The Supreme Court in 19352 related that:
“The history of the sewerage and water board of the city of New Orleans shows that it was created for the purpose of avoiding a repetition of malaria, typhoid, and yellow fever epidemics that had plagued people of the city of New Orleans, the state of Louisiana, and the entire South. Gov. Foster’s proclamation to the General Assembly of the state of Louisiana, dated August 8, 1899, contained in the Journal of the House of Representatives, on page 5, requested the enactment of Acts Nos. 4 and 6 of the Extra Session of 1899, *561since the New Orleans taxpayers had voted a 2-mill tax to create the sewerage and water hoard, believing that this legislation was not only for the benefit of the people of the city of New Orleans, but for the benefit of the whole state, as it was a sanitation and health .regulation or measure. The Legislature was acting under its reserve or police power in creating the sewerage and water board, because it was a matter that affected the general welfare and health of the people throughout the state.
“The water supply, drainage, and sewerage disposal of New Orleans is handled by the sewerage and water board; the state police power is involved, since it has the right to protect the general public from pestilences, epidemics, contagious diseases such as malaria, typhoid, and yellow fevers, thereby promoting the public weal.

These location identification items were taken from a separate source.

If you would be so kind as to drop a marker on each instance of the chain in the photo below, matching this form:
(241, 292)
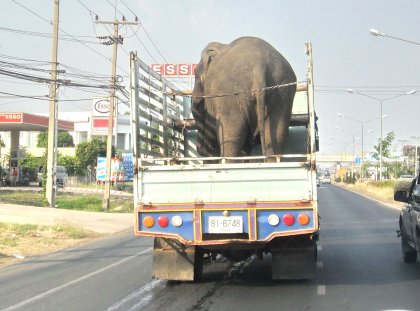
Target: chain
(267, 88)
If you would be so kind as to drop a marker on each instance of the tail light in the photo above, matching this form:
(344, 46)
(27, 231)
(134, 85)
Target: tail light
(163, 221)
(303, 219)
(148, 221)
(176, 221)
(273, 220)
(288, 219)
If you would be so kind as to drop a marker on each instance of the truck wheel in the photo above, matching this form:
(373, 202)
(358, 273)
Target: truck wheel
(409, 253)
(198, 264)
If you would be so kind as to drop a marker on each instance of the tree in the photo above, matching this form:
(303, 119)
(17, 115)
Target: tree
(88, 152)
(70, 163)
(64, 139)
(386, 146)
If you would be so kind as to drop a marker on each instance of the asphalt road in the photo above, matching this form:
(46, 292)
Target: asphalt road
(359, 268)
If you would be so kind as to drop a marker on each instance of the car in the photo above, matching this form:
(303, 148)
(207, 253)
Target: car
(326, 180)
(409, 177)
(409, 220)
(61, 175)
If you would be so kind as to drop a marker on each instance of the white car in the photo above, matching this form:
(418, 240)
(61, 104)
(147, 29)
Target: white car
(61, 176)
(326, 180)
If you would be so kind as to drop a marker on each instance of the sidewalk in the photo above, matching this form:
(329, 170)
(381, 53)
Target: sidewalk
(104, 223)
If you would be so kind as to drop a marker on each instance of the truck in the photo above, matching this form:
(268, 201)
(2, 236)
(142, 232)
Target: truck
(199, 208)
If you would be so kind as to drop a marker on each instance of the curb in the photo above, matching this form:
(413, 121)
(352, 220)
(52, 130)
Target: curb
(370, 198)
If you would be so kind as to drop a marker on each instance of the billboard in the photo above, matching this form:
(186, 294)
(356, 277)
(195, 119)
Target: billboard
(174, 70)
(121, 168)
(100, 116)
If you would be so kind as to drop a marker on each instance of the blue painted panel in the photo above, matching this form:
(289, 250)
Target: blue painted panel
(186, 230)
(265, 229)
(205, 218)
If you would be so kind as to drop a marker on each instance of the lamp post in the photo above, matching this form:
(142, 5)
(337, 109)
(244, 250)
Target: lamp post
(381, 101)
(376, 33)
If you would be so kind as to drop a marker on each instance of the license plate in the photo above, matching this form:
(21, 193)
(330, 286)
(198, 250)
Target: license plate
(222, 224)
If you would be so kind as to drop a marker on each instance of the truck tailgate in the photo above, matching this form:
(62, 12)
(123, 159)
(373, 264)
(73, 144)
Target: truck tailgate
(289, 181)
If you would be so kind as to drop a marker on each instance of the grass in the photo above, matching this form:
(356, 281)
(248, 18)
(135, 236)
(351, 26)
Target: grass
(21, 240)
(82, 202)
(379, 190)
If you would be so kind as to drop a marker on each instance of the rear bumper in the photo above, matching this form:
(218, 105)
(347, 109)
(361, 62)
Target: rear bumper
(255, 226)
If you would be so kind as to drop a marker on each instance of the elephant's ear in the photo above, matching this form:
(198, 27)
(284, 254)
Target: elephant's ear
(211, 50)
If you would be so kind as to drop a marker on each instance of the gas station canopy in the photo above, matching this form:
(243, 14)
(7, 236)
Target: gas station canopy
(20, 121)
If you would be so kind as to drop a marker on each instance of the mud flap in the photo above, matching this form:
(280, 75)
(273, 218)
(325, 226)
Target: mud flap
(173, 260)
(294, 262)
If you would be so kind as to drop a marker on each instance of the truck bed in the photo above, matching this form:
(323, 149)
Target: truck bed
(237, 182)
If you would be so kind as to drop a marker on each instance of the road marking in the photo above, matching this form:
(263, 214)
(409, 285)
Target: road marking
(136, 294)
(75, 281)
(321, 290)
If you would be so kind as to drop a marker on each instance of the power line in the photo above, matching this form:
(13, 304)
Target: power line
(48, 35)
(93, 50)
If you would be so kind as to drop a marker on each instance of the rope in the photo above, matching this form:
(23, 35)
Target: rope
(267, 88)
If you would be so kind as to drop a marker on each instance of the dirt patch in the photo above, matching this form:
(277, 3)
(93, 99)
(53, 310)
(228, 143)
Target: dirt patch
(18, 242)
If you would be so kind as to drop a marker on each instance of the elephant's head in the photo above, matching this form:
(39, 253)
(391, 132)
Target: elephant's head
(211, 50)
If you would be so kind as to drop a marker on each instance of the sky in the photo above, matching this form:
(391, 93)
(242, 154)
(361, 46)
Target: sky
(345, 54)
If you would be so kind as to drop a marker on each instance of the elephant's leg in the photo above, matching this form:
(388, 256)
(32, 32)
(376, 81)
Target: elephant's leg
(276, 129)
(232, 138)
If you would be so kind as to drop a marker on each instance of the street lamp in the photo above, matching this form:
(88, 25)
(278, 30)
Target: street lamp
(362, 124)
(381, 101)
(376, 33)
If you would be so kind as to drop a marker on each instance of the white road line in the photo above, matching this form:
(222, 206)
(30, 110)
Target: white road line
(83, 278)
(321, 290)
(135, 294)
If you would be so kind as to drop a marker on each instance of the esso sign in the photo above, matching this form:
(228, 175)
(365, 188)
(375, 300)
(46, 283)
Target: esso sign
(100, 107)
(174, 70)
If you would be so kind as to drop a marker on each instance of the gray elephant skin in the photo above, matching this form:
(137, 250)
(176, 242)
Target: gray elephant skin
(232, 114)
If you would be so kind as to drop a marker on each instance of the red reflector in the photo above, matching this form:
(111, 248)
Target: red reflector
(288, 219)
(163, 221)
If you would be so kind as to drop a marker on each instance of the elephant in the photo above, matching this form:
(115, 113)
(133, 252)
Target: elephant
(233, 112)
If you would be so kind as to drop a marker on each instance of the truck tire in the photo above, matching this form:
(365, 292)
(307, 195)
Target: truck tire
(198, 264)
(409, 253)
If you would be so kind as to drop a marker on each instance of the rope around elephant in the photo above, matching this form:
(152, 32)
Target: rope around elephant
(268, 88)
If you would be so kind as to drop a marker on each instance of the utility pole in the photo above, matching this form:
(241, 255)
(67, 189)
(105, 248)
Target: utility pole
(112, 104)
(51, 190)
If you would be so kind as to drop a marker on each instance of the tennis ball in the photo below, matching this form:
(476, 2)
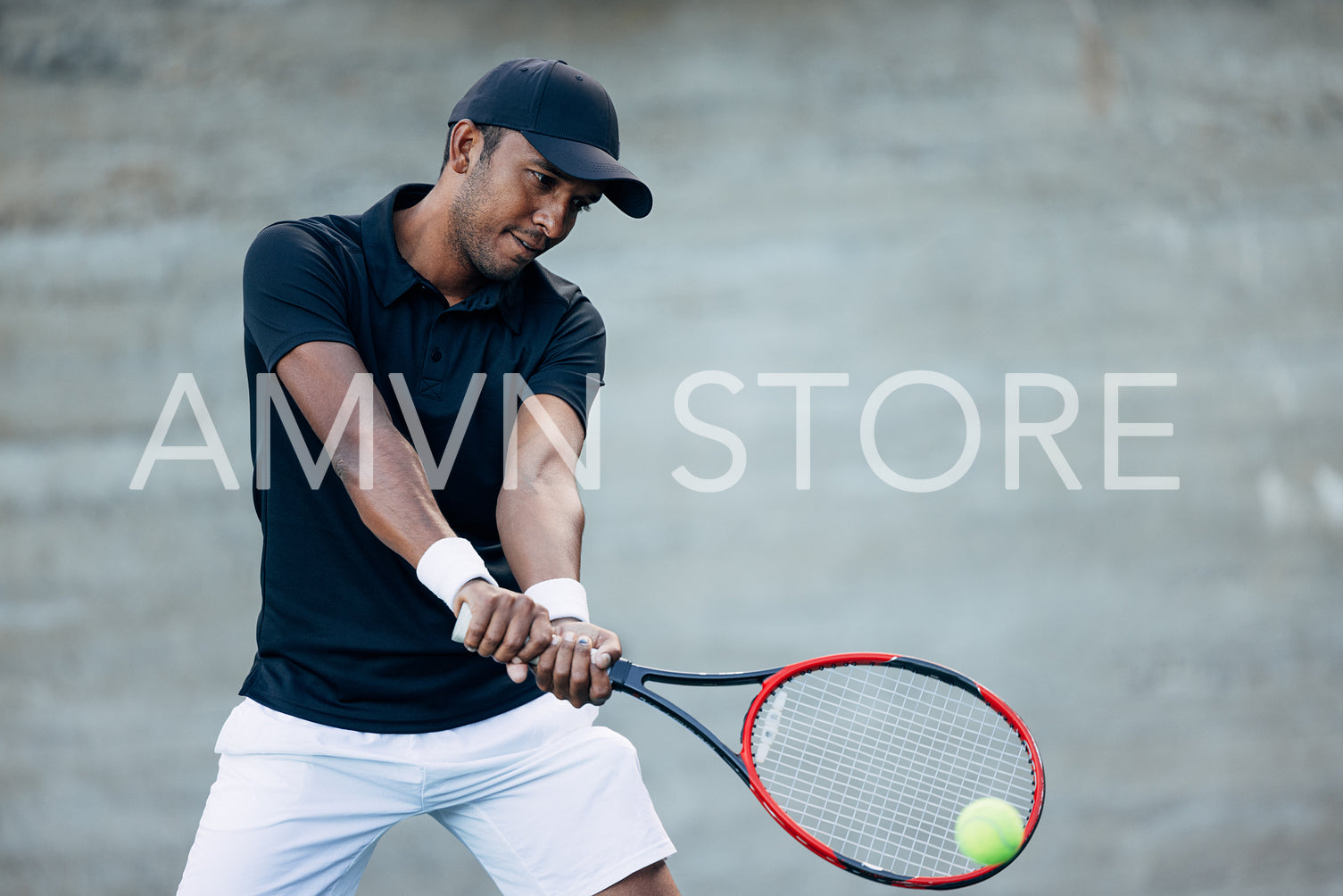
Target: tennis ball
(989, 830)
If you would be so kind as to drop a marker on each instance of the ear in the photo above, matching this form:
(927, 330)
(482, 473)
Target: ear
(462, 143)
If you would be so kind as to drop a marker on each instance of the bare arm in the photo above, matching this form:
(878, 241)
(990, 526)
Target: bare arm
(399, 507)
(539, 512)
(540, 521)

Medical science has definitely determined that yellow, typhoid, and malaria fevers are caused by germs and insects bred and propagated as a result of improper drainage, inadequate and faulty sewerage disposal, and contaminated drinking water. In order to avoid the further repetition of the spread of those diseases, the water supply, sewerage disposal, and drainage of the city was placed with the sewerage and water board. The prevalence of these maladies had caused general quarantine, paralyzing public and private business and causing general public loss.

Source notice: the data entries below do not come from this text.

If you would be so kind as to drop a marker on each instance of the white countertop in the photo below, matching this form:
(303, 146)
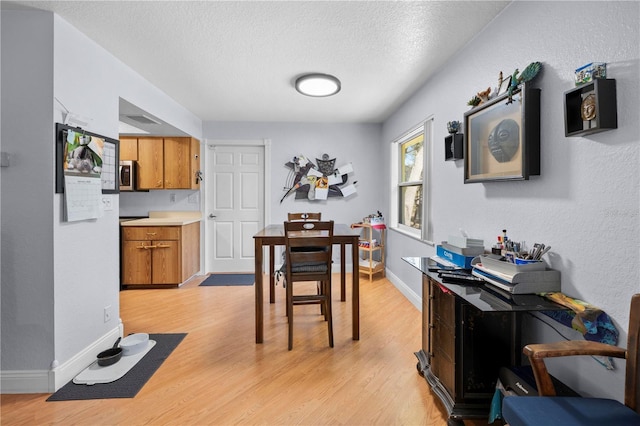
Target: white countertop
(166, 219)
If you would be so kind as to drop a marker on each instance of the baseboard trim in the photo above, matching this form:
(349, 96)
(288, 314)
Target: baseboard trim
(415, 299)
(49, 381)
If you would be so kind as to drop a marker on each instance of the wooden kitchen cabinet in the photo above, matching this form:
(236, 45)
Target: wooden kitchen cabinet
(159, 255)
(168, 163)
(150, 163)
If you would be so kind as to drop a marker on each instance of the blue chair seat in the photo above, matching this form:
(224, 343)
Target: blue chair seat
(567, 411)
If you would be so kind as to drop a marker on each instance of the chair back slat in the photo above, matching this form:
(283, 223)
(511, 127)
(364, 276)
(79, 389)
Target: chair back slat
(632, 380)
(308, 243)
(304, 216)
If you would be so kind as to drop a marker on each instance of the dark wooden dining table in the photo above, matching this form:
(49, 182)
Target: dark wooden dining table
(273, 235)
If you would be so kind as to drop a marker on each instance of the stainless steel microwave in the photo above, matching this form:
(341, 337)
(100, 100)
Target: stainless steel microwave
(127, 175)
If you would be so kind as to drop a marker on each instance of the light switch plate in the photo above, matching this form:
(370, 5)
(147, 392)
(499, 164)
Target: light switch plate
(4, 159)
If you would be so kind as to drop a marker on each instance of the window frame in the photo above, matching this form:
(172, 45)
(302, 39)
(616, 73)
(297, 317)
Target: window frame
(424, 233)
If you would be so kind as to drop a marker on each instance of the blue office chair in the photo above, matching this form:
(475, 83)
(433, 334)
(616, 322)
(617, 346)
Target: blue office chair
(548, 409)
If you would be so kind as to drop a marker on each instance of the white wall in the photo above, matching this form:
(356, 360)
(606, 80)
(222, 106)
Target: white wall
(585, 203)
(57, 277)
(27, 192)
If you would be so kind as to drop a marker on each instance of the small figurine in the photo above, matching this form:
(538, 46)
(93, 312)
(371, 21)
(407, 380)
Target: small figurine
(528, 74)
(473, 102)
(484, 95)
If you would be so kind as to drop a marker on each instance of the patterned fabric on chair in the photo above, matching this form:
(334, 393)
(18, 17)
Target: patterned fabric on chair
(548, 409)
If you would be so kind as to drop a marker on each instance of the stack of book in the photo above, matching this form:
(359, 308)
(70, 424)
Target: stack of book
(458, 251)
(531, 278)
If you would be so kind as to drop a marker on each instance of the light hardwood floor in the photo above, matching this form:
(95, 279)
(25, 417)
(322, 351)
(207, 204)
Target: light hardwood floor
(218, 375)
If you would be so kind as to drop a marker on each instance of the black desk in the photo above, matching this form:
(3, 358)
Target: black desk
(468, 333)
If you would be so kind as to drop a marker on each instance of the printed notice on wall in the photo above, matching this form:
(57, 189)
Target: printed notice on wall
(83, 198)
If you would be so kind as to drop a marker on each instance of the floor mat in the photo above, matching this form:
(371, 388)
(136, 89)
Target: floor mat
(229, 279)
(131, 383)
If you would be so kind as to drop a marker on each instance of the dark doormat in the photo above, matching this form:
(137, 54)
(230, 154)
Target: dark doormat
(130, 384)
(229, 279)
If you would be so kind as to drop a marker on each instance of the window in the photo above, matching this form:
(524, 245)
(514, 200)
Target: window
(410, 179)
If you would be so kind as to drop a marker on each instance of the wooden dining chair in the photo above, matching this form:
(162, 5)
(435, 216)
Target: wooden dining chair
(308, 250)
(548, 409)
(304, 216)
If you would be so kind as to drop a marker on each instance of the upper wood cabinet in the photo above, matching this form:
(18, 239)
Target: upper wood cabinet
(150, 163)
(128, 148)
(168, 163)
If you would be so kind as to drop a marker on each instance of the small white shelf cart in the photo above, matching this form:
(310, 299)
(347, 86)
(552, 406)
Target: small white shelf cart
(369, 245)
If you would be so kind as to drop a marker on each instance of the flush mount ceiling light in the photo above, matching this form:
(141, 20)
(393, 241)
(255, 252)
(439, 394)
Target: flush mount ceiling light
(318, 85)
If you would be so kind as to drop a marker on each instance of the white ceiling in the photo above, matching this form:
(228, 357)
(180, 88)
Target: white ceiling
(237, 60)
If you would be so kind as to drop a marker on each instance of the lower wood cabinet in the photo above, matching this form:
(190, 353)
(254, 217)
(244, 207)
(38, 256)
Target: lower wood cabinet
(160, 255)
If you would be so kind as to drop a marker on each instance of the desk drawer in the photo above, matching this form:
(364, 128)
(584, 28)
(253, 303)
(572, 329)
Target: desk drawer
(444, 306)
(444, 340)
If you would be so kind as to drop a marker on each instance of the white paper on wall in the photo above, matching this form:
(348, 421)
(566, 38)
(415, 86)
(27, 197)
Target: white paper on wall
(348, 190)
(345, 169)
(83, 198)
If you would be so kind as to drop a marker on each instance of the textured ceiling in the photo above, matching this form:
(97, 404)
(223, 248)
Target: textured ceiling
(237, 60)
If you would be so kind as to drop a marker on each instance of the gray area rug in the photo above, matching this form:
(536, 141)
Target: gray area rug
(229, 279)
(130, 384)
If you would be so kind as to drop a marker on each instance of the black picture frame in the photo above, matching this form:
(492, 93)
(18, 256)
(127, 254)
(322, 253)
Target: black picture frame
(502, 138)
(110, 158)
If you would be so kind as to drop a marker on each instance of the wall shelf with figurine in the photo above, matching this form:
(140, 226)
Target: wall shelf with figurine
(590, 108)
(453, 147)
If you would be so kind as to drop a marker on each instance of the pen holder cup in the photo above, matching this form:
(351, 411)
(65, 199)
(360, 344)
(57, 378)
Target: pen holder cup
(519, 261)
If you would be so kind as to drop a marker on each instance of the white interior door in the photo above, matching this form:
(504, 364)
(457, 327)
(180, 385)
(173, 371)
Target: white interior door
(235, 194)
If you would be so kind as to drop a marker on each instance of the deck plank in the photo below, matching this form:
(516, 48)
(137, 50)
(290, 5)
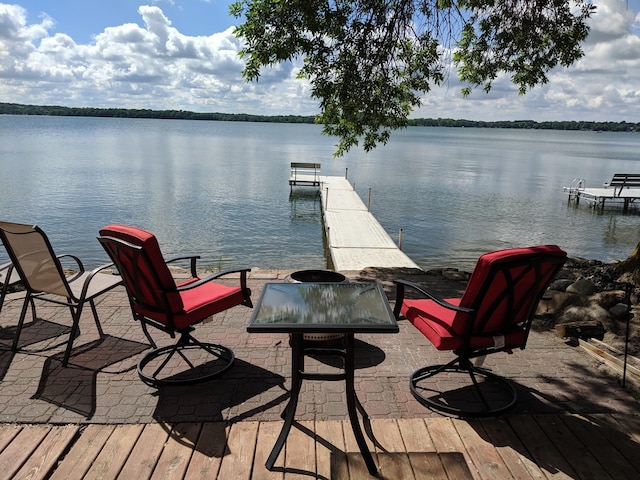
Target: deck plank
(357, 467)
(176, 454)
(45, 457)
(452, 451)
(267, 435)
(542, 450)
(623, 432)
(331, 459)
(241, 446)
(570, 447)
(300, 452)
(393, 461)
(20, 448)
(83, 453)
(116, 450)
(483, 453)
(513, 453)
(416, 438)
(208, 453)
(145, 453)
(7, 434)
(601, 450)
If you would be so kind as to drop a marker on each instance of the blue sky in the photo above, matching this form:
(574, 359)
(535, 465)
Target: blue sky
(182, 54)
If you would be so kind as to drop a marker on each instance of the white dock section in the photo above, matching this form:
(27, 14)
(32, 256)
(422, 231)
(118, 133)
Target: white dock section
(356, 240)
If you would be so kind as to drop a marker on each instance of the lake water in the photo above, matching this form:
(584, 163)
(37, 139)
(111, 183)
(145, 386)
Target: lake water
(220, 189)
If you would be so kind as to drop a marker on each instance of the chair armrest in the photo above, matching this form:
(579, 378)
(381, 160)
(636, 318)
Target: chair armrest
(400, 289)
(74, 258)
(208, 278)
(193, 260)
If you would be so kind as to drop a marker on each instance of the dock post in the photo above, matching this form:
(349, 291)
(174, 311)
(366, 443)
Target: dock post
(326, 200)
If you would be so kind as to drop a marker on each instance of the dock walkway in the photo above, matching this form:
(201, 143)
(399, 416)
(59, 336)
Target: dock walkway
(609, 193)
(355, 238)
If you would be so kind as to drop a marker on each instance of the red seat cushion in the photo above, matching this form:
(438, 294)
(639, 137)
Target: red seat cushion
(199, 303)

“ * * * So, it would seem that the operation of the sewerage and water ■board controlling the drainage, sewerage, and water systems of the city of New Orleans is not an ordinary governmental function of the municipal government. It vitally concerns and affects the health and lives of the people throughout the state. The operation of this board is the performance of a governmental function delegated to it by the sovereign state.”

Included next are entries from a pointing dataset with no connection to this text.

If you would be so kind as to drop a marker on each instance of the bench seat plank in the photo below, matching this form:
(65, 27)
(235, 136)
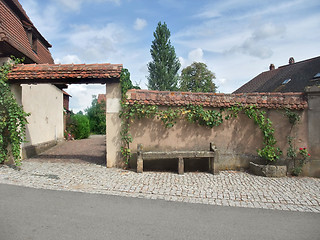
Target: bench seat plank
(177, 154)
(180, 155)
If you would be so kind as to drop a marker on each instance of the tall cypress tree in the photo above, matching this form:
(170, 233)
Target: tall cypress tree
(163, 69)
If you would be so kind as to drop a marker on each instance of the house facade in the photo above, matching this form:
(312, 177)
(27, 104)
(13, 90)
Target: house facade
(293, 77)
(20, 38)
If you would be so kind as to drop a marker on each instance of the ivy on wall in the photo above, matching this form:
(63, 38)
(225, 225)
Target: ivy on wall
(198, 115)
(13, 119)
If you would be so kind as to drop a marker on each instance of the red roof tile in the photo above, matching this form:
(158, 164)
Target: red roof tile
(13, 33)
(261, 100)
(66, 73)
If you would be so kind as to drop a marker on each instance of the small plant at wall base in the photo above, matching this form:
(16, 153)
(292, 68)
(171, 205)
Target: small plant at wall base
(13, 119)
(303, 159)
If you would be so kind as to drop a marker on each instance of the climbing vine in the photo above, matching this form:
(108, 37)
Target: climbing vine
(299, 156)
(13, 119)
(195, 114)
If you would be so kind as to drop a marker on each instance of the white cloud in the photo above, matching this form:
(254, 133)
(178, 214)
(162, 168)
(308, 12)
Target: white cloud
(140, 24)
(76, 5)
(196, 55)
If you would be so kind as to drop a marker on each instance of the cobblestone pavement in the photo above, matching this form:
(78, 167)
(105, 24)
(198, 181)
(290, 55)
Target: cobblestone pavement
(228, 188)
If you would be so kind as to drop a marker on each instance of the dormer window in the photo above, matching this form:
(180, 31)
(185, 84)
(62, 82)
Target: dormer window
(317, 75)
(34, 44)
(31, 36)
(286, 81)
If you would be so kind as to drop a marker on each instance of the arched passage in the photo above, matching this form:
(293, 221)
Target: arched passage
(63, 74)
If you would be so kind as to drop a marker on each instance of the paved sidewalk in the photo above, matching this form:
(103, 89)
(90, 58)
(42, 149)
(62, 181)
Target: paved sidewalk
(227, 188)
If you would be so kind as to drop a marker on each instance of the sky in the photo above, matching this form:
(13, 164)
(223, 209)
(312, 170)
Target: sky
(237, 40)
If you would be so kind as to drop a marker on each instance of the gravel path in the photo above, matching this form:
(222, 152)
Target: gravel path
(80, 166)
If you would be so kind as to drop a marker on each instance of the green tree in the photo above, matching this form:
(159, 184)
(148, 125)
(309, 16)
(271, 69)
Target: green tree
(97, 116)
(79, 126)
(197, 78)
(165, 65)
(126, 82)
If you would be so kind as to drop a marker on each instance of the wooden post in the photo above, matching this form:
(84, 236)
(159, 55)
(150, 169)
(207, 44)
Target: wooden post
(181, 166)
(211, 165)
(139, 159)
(211, 159)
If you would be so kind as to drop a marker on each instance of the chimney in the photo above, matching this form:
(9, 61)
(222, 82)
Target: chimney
(291, 60)
(271, 67)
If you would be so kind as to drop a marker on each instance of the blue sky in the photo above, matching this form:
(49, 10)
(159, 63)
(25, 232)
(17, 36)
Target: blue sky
(236, 39)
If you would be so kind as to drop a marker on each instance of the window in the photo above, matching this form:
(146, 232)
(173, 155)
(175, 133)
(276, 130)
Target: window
(286, 81)
(317, 75)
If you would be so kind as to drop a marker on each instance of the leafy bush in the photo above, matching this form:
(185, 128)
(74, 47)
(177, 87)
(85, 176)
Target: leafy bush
(97, 116)
(13, 119)
(79, 126)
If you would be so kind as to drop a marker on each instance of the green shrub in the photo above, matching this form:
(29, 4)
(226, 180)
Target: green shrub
(79, 126)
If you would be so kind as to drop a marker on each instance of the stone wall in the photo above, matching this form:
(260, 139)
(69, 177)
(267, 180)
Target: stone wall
(236, 139)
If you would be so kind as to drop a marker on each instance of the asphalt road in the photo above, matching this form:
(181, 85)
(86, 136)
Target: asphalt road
(27, 213)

In a relatively recent case decided by us in 1954 3 and in which the above case is both cited and quoted from, we expressed the opinion that:
“* * * the operations of the Sewerage & Water Board in the construction and maintenance of drainage canals are purely governmental and not in any sense proprietary.”
The foregoing rationale likewise applies to the City of New Orleans under the facts enumerated in plaintiff’s petition, and therefore its exception was also properly maintained.
Nothing that we may say or do will ever relieve the suffering and anguish which this mother has endured because of the tragic death of her children, and we sincerely share in her grief.
It may be true, although we find it unnecessary to decide this point, that these children are not to be blamed for negligence, but “municipal governments cannot foresee and guard against all the dangers incident to the rashness of children. Municipalities are not insurers of the lives or safety of children. The municipal authorities have a right to presume that, for every child under the age of discretion, there is some one of mature judgment on whom rests the special duty and responsibility for the safety of the child.”4
For the reasons assigned, the judgment appealed from is affirmed.
Affirmed.

. Saxton v. Plura Orchards, Inc., 1949, 215 La. 378, 40 So.2d 791; Burris v. City of New Orleans, La.App.1956, 86 So.2d 549.

. State ex rel. Porterie v. Walmsley, 1935, 183 La. 139, 191-193, 162 So. 826, 842-843.

. Beck v. Boh Bros. Const. Co., La.App. 1954, 72 So.2d 765, 767.

. Biegel v. City of New Orleans, 1918, 143 La. 1077, 1080, 79 So. 867.